From the late 1970's, police brutality was very prevalent in Los Angeles. The L.A.P.D. C.R.A.S.H. unit was formed in 1979, and since its creation it became known for intimidating innocent Black and Hispanic youth. After Operation Hammer, an initiative to crack down on gang violence, C.R.A.S.H. furthered this reputation, as well as fueling overall racial tensions in the city.
Tensions between Korean-Americans and African-Americans were growing as well, especially after the killing of Latasha Harlins, a 15 year old black girl, by Soon Ja Du, a Korean convenience store owner. He claimed to be defending his store.
The main reason for the riots, however, was the acquittal of 4 police offers of the beating of Rodney King. On March 3rd, 1991, King was driving down I-210 in the San Fernando Valley when C.H.P. (California Highway Patrol) attempted to pull him over for a traffic stop. A high speed chase began, at speeds of 115 MPH until King eventually stopped the vehicle. Four L.A.P.D. officers surrounded the vehicle, arrested the passengers, and began to beat King with batons as he stepped out. They then tackled him to the ground, stomping and kicking him as he lay still, before handcuffing him and tying his ankles.
Across the street, George Holliday, a local, was recording the entirety of the incident on a home camera. The footage was used in a trial against the 4 officers, where the Los Angeles County District Attorney charged them with assault and use of excessive force.
On April 29th, 1992, all four officers were acquitted of both crimes. The day the verdict was announced, rioting broke out.

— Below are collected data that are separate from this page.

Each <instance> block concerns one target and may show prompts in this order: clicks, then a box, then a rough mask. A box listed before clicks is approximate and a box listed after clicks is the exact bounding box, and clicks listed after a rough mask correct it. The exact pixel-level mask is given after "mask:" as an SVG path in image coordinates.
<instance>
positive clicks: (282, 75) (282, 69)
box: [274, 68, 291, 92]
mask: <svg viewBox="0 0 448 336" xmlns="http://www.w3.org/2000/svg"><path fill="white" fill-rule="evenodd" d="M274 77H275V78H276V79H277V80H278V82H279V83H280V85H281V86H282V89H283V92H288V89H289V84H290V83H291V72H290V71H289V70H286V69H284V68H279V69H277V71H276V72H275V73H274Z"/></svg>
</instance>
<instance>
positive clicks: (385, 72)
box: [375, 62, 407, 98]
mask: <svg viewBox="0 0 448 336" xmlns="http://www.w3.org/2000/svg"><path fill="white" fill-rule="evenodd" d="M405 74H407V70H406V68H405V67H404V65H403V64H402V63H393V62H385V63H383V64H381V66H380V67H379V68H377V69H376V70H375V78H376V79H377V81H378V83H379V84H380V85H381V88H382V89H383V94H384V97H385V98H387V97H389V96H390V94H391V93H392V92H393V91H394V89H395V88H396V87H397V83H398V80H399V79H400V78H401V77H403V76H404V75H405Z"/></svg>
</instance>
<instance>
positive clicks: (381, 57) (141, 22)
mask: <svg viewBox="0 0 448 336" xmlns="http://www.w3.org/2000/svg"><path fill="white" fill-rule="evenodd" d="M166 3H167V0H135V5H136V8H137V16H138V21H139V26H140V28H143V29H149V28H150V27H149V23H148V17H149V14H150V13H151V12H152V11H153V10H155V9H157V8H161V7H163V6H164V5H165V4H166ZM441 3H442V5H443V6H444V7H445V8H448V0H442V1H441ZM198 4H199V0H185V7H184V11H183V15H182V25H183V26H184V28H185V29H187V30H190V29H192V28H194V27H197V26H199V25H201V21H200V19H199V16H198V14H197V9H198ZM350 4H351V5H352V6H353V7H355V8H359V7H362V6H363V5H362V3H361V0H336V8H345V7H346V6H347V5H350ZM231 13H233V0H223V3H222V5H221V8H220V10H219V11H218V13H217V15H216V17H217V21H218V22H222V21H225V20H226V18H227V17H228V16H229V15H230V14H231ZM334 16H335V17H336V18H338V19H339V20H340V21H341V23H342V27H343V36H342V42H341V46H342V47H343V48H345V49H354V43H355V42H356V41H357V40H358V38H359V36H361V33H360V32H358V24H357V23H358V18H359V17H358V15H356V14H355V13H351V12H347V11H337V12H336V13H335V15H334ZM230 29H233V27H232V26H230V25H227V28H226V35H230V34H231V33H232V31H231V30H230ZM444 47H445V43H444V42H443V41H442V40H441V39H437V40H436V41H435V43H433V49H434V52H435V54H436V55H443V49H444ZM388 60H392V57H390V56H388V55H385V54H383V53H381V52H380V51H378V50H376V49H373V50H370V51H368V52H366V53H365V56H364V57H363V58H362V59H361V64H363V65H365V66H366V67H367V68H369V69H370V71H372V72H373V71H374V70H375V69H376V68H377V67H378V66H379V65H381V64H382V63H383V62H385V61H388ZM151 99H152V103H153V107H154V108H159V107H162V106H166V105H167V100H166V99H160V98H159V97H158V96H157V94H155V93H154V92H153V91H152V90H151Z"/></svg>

Over the course of the next five days, anarchy fell over the city. It's estimated that nearly $1,000,000,000 of damage was dealt. The amount of people killed totaled to 64. Over 1,000 buildings were destroyed. Eventually, a state of emergency was declared in the county, and the California National Guard as well as the U.S. Marines were brought in to control the riots.
Koreatown, where most rioting took place, is still affected today by these events. Economic struggles still plague the neighborhood, 30 years later. C.R.A.S.H. was disbanded in 2000, and is still known by its reputation of racial profiling and internal corruption.